日本は緑の美しい季節になりました。ドイツは5月になってやっと春らしくなります。

セイヨウトチノキ(Aesculus hippocastanum)の白い花が咲くと春。白、薄紫、紫色のライラックもそれに続きます。秋に採れるセイヨウトチノキの実は、薬用です。その実からAescinというサポニン混合成分を抽出できます。エキスは外用・内服薬に加工され、足のむくみや痛みなど静脈瘤に伴う種々の症状緩和に一般薬として使われています。秋になると子供達がきれいな光沢のある茶色い丸い実を袋にいっぱい集めている姿を見かけます。この実をおままごとや工作材料に使うのです。実が熟して地面に落ちてくるのを待ちきれなくて、棒でたたき落としているところを木の所有者に見つかり、怒られている子供達も時々見かけます。トチノキには赤い花をつける交配種もあり角地によく植えられていて、その鮮やかな花の色が目を引きます。5月末には待ってましたとばかりに沢山の初夏の植物が咲き始めます。

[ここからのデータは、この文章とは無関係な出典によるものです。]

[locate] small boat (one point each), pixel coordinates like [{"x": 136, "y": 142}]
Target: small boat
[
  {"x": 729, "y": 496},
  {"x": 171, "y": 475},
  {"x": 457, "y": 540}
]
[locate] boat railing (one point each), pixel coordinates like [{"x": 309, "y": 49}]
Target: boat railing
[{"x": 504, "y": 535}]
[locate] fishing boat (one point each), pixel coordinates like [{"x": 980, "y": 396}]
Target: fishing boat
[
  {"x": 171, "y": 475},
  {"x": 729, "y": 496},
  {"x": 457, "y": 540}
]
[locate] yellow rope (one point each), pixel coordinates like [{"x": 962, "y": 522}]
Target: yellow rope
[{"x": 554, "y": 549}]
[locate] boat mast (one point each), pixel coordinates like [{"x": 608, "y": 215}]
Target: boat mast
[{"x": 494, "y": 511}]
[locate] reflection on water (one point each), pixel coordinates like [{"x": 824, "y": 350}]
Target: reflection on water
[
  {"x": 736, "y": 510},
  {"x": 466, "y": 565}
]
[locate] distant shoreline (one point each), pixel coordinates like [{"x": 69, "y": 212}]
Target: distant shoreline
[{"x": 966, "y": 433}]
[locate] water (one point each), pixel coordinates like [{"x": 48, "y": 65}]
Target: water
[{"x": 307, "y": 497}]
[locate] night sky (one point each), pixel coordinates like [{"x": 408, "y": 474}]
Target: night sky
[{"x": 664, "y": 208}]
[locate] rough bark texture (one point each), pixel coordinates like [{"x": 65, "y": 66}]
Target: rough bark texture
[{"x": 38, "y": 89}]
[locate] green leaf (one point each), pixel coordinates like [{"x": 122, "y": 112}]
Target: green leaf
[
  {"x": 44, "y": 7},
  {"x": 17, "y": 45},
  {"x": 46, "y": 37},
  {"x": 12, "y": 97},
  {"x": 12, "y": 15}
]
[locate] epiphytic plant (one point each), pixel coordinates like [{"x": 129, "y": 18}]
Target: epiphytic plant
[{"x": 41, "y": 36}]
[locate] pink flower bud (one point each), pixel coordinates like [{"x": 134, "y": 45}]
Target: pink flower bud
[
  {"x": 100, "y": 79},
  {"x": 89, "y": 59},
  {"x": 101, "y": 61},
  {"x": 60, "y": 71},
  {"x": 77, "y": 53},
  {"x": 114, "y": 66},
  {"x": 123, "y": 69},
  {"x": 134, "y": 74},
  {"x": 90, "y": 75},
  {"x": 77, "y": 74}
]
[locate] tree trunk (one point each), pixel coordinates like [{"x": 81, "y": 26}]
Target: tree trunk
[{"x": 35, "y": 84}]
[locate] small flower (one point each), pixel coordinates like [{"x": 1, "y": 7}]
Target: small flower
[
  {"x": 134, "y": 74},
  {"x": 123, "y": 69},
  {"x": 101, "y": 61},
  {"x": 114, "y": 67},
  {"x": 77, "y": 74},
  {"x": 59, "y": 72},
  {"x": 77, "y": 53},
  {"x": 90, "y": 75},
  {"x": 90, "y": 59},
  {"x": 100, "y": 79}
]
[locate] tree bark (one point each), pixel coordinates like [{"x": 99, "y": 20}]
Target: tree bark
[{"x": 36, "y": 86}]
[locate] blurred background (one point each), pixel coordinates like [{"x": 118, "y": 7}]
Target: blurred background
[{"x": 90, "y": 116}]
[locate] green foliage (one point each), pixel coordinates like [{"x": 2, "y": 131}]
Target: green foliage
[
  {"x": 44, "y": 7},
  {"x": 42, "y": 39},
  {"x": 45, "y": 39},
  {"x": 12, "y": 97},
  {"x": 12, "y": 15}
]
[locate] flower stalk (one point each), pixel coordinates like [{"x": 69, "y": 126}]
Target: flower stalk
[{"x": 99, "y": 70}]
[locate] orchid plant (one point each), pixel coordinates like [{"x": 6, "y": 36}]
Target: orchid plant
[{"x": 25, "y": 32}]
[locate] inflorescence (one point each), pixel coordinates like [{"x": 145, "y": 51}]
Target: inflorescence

4月に続き5月もお天気が変わりやすく、天気の急変時に頭痛がしたり体調を崩したりする方がいらっしゃいます。ドイツでは「wetterfühlig(お天気敏感症)」と言っています。5月半ばには「Eisheilige(直訳すると氷聖人)」という、低気温が続く時期があって、年によっては、朝、霜が降りるほどの寒さです。一般家庭ではこの「Eisheilige」が過ぎてから、庭やベランダに夏用のお花の苗を植えます。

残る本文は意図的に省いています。